Detection and treatment of hepatic fibrosis at an early stage can prevent ongoing hepatocellular damage, progression towards cirrhosis, and complications such as portal hypertension and ascites. The combined examination of the liver and spleen has emerged as a promising field of research [1,2,3,4]. It has been shown that, in hepatic fibrosis, not only hepatic stiffness but also splenic stiffness increases, which is presumably caused by an increased pressure in splenic vasculature [1, 4, 5]. However, data regarding the staging of hepatic fibrosis based on mechanical tissue properties of both liver and spleen are still limited, and no investigation aimed at defining the optimal frequency range of elastography has been performed [5].
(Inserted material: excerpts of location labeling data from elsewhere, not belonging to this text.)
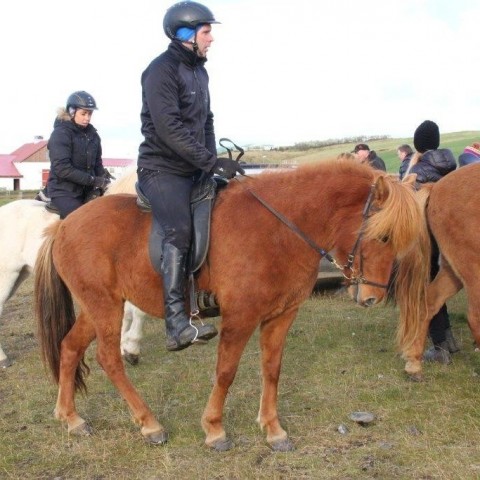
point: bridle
(353, 277)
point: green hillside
(385, 148)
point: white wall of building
(32, 174)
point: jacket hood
(442, 159)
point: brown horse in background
(451, 207)
(259, 269)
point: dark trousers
(67, 205)
(169, 196)
(440, 321)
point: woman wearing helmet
(75, 153)
(178, 151)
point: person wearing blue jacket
(430, 164)
(179, 151)
(75, 151)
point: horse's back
(108, 239)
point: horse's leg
(9, 281)
(232, 343)
(71, 352)
(132, 333)
(444, 286)
(272, 341)
(110, 359)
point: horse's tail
(54, 310)
(412, 279)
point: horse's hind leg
(72, 350)
(232, 343)
(272, 341)
(445, 285)
(132, 328)
(110, 359)
(10, 280)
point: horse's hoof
(284, 445)
(222, 445)
(5, 363)
(157, 438)
(84, 429)
(131, 358)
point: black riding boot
(180, 332)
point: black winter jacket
(177, 123)
(75, 157)
(433, 165)
(375, 161)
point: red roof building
(27, 168)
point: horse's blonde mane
(412, 279)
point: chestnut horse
(260, 270)
(451, 207)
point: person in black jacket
(75, 151)
(430, 164)
(404, 153)
(365, 155)
(178, 152)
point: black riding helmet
(186, 14)
(81, 99)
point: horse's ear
(410, 179)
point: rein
(353, 279)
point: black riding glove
(100, 182)
(225, 167)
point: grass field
(339, 359)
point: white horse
(22, 223)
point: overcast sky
(281, 72)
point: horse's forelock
(399, 217)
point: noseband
(352, 278)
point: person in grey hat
(430, 164)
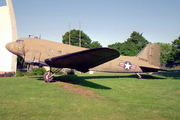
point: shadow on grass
(174, 75)
(82, 80)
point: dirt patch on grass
(76, 89)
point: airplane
(39, 52)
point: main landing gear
(48, 75)
(139, 76)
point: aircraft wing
(150, 69)
(83, 60)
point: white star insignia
(127, 66)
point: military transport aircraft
(39, 52)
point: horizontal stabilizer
(83, 60)
(150, 69)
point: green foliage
(9, 74)
(74, 34)
(132, 46)
(19, 73)
(166, 49)
(95, 44)
(174, 56)
(70, 71)
(39, 71)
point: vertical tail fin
(150, 53)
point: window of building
(59, 51)
(50, 50)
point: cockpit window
(20, 41)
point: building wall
(8, 33)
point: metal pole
(69, 33)
(79, 34)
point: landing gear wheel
(48, 76)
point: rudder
(151, 54)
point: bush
(9, 74)
(1, 75)
(39, 71)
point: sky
(105, 21)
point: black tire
(47, 75)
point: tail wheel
(48, 76)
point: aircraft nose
(8, 46)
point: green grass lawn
(101, 96)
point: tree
(95, 44)
(174, 57)
(74, 35)
(166, 49)
(132, 46)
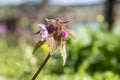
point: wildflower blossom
(43, 32)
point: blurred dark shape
(109, 15)
(3, 29)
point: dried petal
(38, 44)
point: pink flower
(43, 32)
(64, 34)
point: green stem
(41, 67)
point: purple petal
(64, 34)
(42, 26)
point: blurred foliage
(94, 55)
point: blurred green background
(94, 55)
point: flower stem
(40, 68)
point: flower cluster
(43, 32)
(54, 34)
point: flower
(64, 34)
(43, 32)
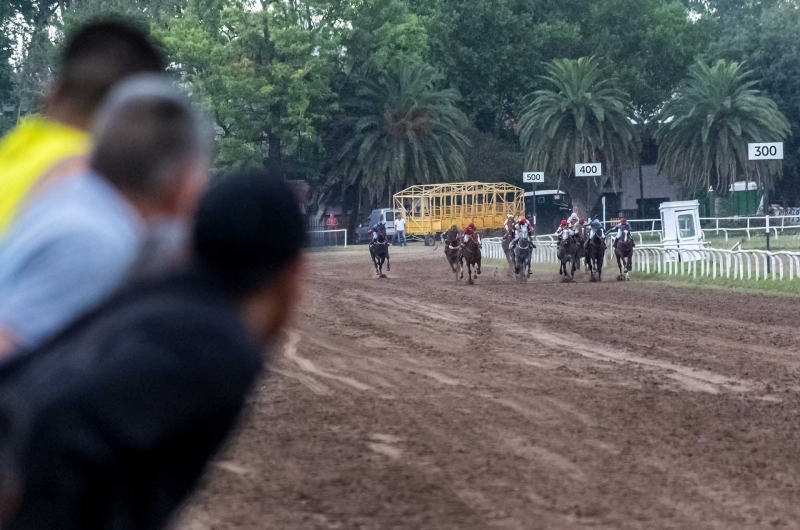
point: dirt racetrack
(419, 403)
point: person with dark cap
(79, 238)
(47, 147)
(111, 423)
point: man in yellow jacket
(45, 148)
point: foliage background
(274, 76)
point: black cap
(248, 227)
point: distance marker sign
(765, 151)
(589, 169)
(533, 177)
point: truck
(431, 209)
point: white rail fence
(327, 238)
(708, 262)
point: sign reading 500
(589, 169)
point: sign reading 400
(589, 169)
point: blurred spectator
(110, 424)
(47, 147)
(74, 243)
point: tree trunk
(275, 154)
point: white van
(385, 215)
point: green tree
(403, 130)
(705, 128)
(584, 118)
(768, 46)
(263, 76)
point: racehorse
(567, 255)
(522, 259)
(505, 243)
(452, 251)
(471, 255)
(379, 250)
(595, 253)
(580, 253)
(623, 250)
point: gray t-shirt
(69, 249)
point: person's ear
(185, 194)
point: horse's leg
(628, 267)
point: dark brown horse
(379, 250)
(580, 254)
(452, 250)
(471, 255)
(595, 254)
(567, 256)
(505, 243)
(623, 251)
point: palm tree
(404, 131)
(584, 118)
(704, 129)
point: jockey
(470, 231)
(377, 228)
(522, 229)
(562, 228)
(596, 227)
(451, 235)
(623, 223)
(509, 224)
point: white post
(604, 206)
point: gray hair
(145, 134)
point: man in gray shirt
(78, 238)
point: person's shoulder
(183, 305)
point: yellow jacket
(26, 153)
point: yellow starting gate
(433, 208)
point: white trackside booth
(680, 226)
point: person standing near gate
(332, 224)
(400, 230)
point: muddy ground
(416, 402)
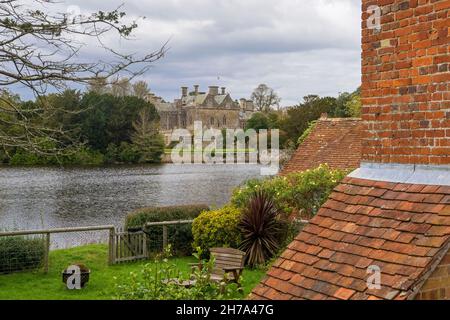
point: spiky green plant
(260, 229)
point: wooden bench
(228, 264)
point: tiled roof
(402, 228)
(336, 142)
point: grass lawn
(38, 285)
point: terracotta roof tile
(324, 145)
(396, 228)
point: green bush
(179, 236)
(217, 228)
(151, 283)
(301, 193)
(20, 253)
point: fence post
(145, 249)
(47, 252)
(165, 236)
(111, 246)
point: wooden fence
(48, 232)
(129, 246)
(123, 246)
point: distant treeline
(294, 121)
(93, 128)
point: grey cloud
(296, 46)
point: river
(35, 198)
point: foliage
(73, 156)
(354, 104)
(99, 128)
(153, 283)
(261, 120)
(39, 55)
(147, 139)
(180, 236)
(260, 229)
(102, 286)
(21, 253)
(299, 117)
(217, 228)
(265, 98)
(300, 193)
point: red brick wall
(437, 286)
(405, 82)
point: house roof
(404, 229)
(326, 144)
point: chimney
(243, 103)
(184, 91)
(213, 90)
(406, 103)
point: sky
(297, 47)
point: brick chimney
(184, 91)
(213, 90)
(405, 82)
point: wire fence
(30, 250)
(21, 253)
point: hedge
(21, 253)
(179, 236)
(217, 228)
(300, 193)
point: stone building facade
(215, 109)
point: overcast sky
(298, 47)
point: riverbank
(45, 198)
(40, 286)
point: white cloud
(296, 46)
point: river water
(36, 198)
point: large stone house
(213, 108)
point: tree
(40, 52)
(99, 85)
(299, 117)
(265, 98)
(146, 137)
(261, 120)
(140, 89)
(121, 88)
(354, 105)
(109, 120)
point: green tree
(146, 137)
(354, 105)
(299, 117)
(39, 54)
(265, 98)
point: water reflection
(33, 198)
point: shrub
(302, 193)
(21, 253)
(261, 230)
(180, 236)
(153, 283)
(217, 228)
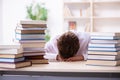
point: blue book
(105, 37)
(103, 49)
(30, 36)
(12, 59)
(104, 45)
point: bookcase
(92, 15)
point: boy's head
(68, 45)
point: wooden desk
(72, 69)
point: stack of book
(11, 56)
(104, 49)
(31, 35)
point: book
(33, 44)
(40, 50)
(11, 51)
(33, 53)
(30, 36)
(35, 57)
(67, 12)
(32, 31)
(12, 59)
(72, 25)
(34, 25)
(39, 61)
(102, 53)
(105, 37)
(9, 45)
(105, 41)
(32, 22)
(21, 28)
(103, 49)
(29, 41)
(103, 57)
(103, 62)
(11, 55)
(105, 33)
(91, 45)
(15, 65)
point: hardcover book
(11, 55)
(103, 57)
(12, 59)
(15, 65)
(103, 62)
(105, 33)
(103, 53)
(91, 45)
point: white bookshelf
(95, 15)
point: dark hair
(68, 45)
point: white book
(104, 45)
(12, 59)
(20, 28)
(104, 57)
(105, 41)
(105, 33)
(30, 36)
(32, 22)
(103, 49)
(11, 51)
(9, 45)
(103, 53)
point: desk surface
(79, 66)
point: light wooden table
(79, 69)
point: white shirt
(52, 50)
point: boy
(70, 46)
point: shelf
(99, 14)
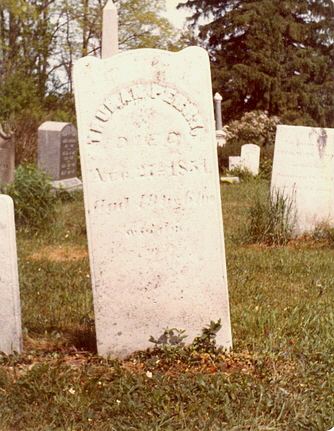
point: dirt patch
(60, 253)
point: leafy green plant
(244, 174)
(271, 220)
(207, 341)
(255, 127)
(34, 200)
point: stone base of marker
(221, 139)
(69, 184)
(10, 311)
(57, 154)
(230, 180)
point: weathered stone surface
(57, 153)
(10, 312)
(250, 158)
(7, 157)
(151, 185)
(303, 170)
(234, 162)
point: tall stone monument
(250, 158)
(10, 311)
(152, 197)
(7, 157)
(303, 171)
(57, 153)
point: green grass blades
(279, 376)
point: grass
(280, 375)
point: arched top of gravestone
(55, 126)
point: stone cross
(152, 197)
(10, 311)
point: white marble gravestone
(250, 158)
(10, 311)
(152, 198)
(234, 162)
(303, 170)
(57, 153)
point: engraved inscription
(163, 201)
(140, 92)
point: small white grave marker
(10, 311)
(152, 198)
(234, 162)
(303, 170)
(250, 158)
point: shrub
(34, 200)
(254, 127)
(272, 220)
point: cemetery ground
(279, 375)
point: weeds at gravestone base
(271, 220)
(170, 344)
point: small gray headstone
(152, 196)
(57, 153)
(234, 162)
(7, 157)
(10, 311)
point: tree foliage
(271, 55)
(39, 42)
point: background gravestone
(234, 162)
(152, 198)
(303, 170)
(250, 158)
(57, 153)
(7, 157)
(10, 311)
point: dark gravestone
(57, 153)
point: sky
(176, 17)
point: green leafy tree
(271, 55)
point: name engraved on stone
(142, 92)
(189, 199)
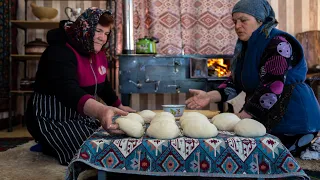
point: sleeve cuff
(117, 103)
(254, 110)
(224, 97)
(81, 103)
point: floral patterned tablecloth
(225, 155)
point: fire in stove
(218, 68)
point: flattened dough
(130, 127)
(163, 130)
(163, 118)
(197, 129)
(225, 121)
(147, 115)
(250, 128)
(135, 117)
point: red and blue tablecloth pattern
(225, 155)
Magnetic resonance elastography (MRE) is a noninvasive imaging technique for staging hepatic fibrosis by assessing mechanical tissue properties [6,7,8,9]. It is based on the higher stiffness of fibrotic tissue induced by pathological changes such as the proliferation of collagen and cross-linking of free collagen branches [10]. Many currently available MRE techniques still suffer from limited anatomical resolution due to insufficient shear wave propagation and noise [11]. Tomoelastography by multifrequency MRE (MMRE) is a recently introduced advanced technique for generating full-field-of-view elastograms with pixel-wise detail resolution in a tomographic fashion [12]. It has been shown that tomoelastography outperformed previous elastograms generated by direct Helmholtz inversion in terms of detail resolution, noise robustness, and intra-tissue homogeneity [12]. With this technique, consistent mechanical tissue properties of small anatomical regions such as the spinal cord have been shown. So far, no diagnostic benefit of multifrequency over monofrequency MRE techniques has been established [13].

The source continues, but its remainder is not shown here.